The brainchild of Belgian singer Joachim Liebens, The Haunted Youth is a Hasselt-based indie outfit making shimmering, hypnotic pop along the lines of MGMT, Slowdive and DIIV. Juxtaposing lyrics soaked in loss, heartache and typical teenage ennui with richly layered dream pop, it’s the perfect music for misfits.
Pódium is a straight-out party act from Spain, which sport a sound that’s actually a little hard to pin down. Originally a vehicle for the drum machine and guitar styles of band leader Nick Trampolino, the project’s since grown into a fully-fledged five-piece pumping out psychedelic rock that veers between hardcore, industrial metal, and the odd surf guitar solo.
Ditching the hecticness of Paris for the relative calm of the French Countryside, Irène Drésel has perfected a hypnogogic version of techno that mashes sensual melodies and bold textures into something exceptional. With a handful of EPs and one full-length album in the bank, she’s fast establishing herself as one of Europe’s most exciting new dance acts.

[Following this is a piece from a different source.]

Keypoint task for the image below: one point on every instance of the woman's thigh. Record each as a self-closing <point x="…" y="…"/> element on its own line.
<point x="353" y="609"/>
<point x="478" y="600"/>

A New Yorker adrift in Berlin, Discovery Zone is the umbrella term for JJ Weihl, who uses video collage, PowerPoint and algorithmic art to make what can only be described as super weird pop music. A musician and multi-media artist who’s also a founder of experimental pop project Fenster, her experiments explore the lines between human experience and cyberspace.
An experimental pop act from Denmark, Hôy La’s sound is probably best described as a highly esoteric melding of jazz, grime and experimental pop. Releasing their first album There’s a Girl In My Brain Who Wants to Die back in October, the trio make smouldering trip-job infused jams that manage to sound like nothing else.